Each copy of the transcript, once fragmented, will produce several reads. A longer sequence would produce more reads, but it is also proportionally longer. Hence the length of a sequence has no effect on the coverage of that sequence. Thus there is no such thing as a longer sequence being covered by fewer reads because it is longer.
Introns are covered at a low (normally zero) rate because they are not expressed and not because they are long.
Thanks Albert for your reply. Since you partly answered this question i just wanna ask quick follow-up. RNA-Seq data, in general, would not normally contain introns at all.. Actually it is dependent on the library preparation right. If you do poly-A selection it i possible to get few intronic reads since i'm using total RNA there is a high probability of getting introns as well (correct me if i'm wrong). It's not because of gDNA contamination because i could hardly see any reads on intergenic (The library prepared and sequenced in the one of the best institute in the world). What i'm assuming is that it could be possible that i'm fishing the premRNA vs matureRNA. Around 40% of reads goes to introns.

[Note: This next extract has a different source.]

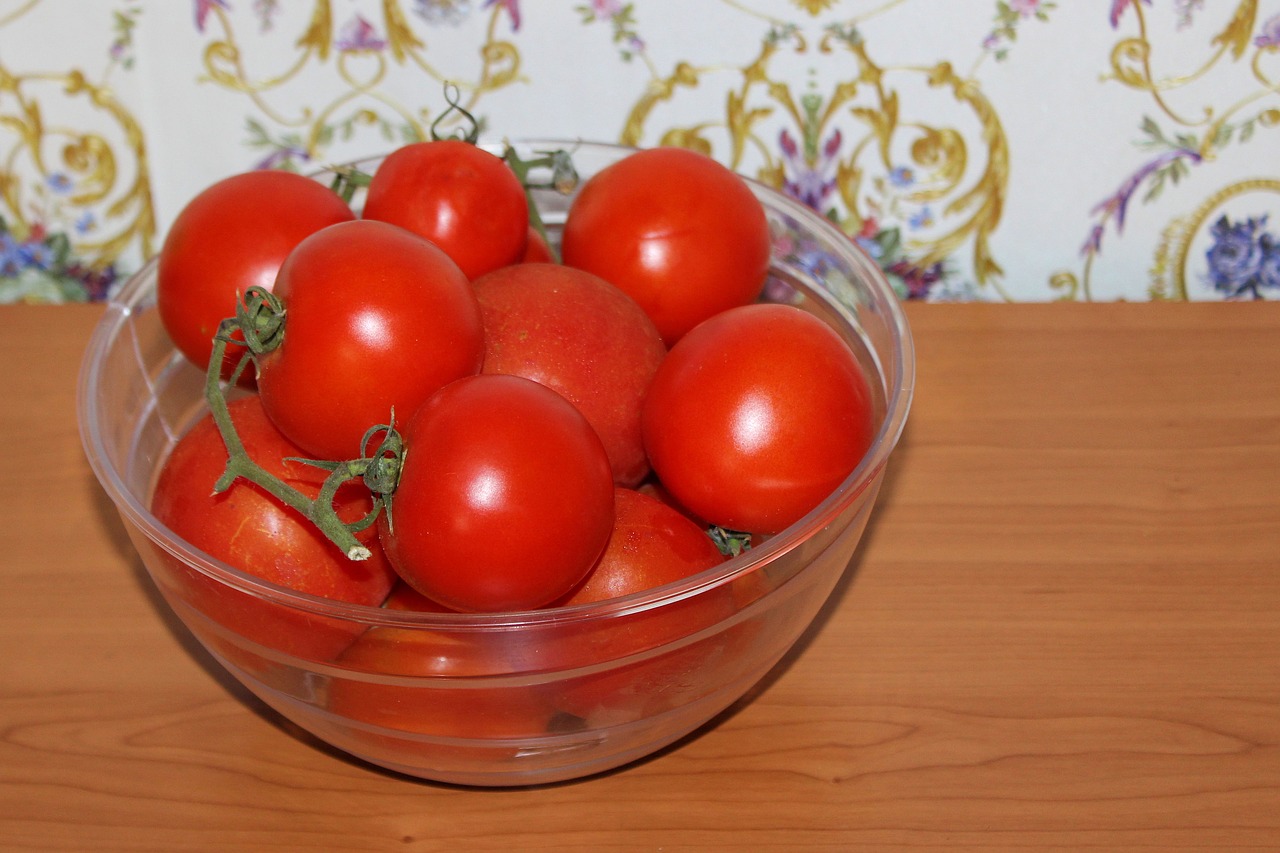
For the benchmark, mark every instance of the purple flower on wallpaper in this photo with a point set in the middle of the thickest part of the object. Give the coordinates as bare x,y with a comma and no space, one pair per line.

I am not a biologist by training, and I will admit to quite a bit of missing knowledge as to when (in a time frame) does the splicing occur exactly and how much the relative concentrations of pre-mRNA are relative to mature mRNA. How much of each would be present at any given time?
If the processing time of a pre-mRNA is much shorter than that of mature mRNA, then the former would be present in a vastly lower abundance at any given moment since the mature mRNA would accumulate - so there is the issue of what information remains and is present when the sample is extracted.

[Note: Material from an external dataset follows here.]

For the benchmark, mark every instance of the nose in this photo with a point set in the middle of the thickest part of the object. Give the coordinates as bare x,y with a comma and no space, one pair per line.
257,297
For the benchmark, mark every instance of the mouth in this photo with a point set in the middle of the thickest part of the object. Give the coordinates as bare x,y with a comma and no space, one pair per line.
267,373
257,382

In my understanding total RNA typically means ribosomal RNA + mRNA, and that ribosomal RNA will dominate the sample at some 80 to 90%. I have never done it myself, hence I rely on the memory of what I read, but isn't the purpose of selecting polyA to enrich mRNA relative to rRNA and not enrich pre-mRNA to mature mRNA.

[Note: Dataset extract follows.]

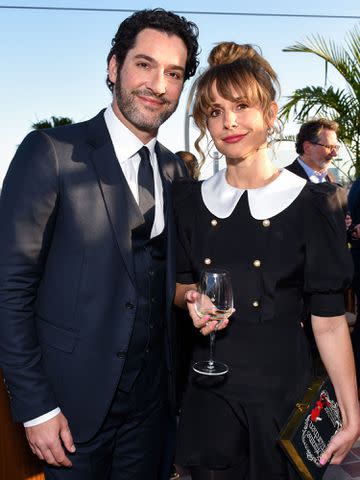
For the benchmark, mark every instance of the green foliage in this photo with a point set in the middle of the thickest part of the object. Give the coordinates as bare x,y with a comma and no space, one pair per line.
53,122
341,105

I have never seen systematically covered introns in RNA-Seq data. I have seen strong signals and peaks from intronic and noncoding regions, which are puzzling, but I have never seen introns completely filled in. In those cases, I would expect annotation errors.
I am not saying it is impossible - just that it is unexpected - and one should consider other reasons. As far as I know, typical polyadenylated RNA-seq does not have many reads mapping to introns - but I could be off - I have seen many unexpected features of data.
Great reply. These cells are not synchronized cells, which means we have no control over the cell division. But they are homogenous in terms of genotype. The reason why people do poly-A selection mostly for pol-II and mature transcripts. But in the total RNA preparation yes, we do deplete the ribosomes and random priming right.
how much the relative concentrations of pre-mRNA are relative to mature mRNA . It is hard to say right depends on the genes. In general heat shock and stress response tend to have lot of premRNA for the quick action.
Here is a paper I just ran into (published just a few days ago, Nov 11, 2022), that sounds to contain relevant information
Retained introns in long RNA-seq reads are not reliably detected in sample-matched short reads
https://genomebiology.biomedcentral.com/articles/10.1186/s13059-022-02789-6
Wow, the abstract itself scares me. However i will go through the paper.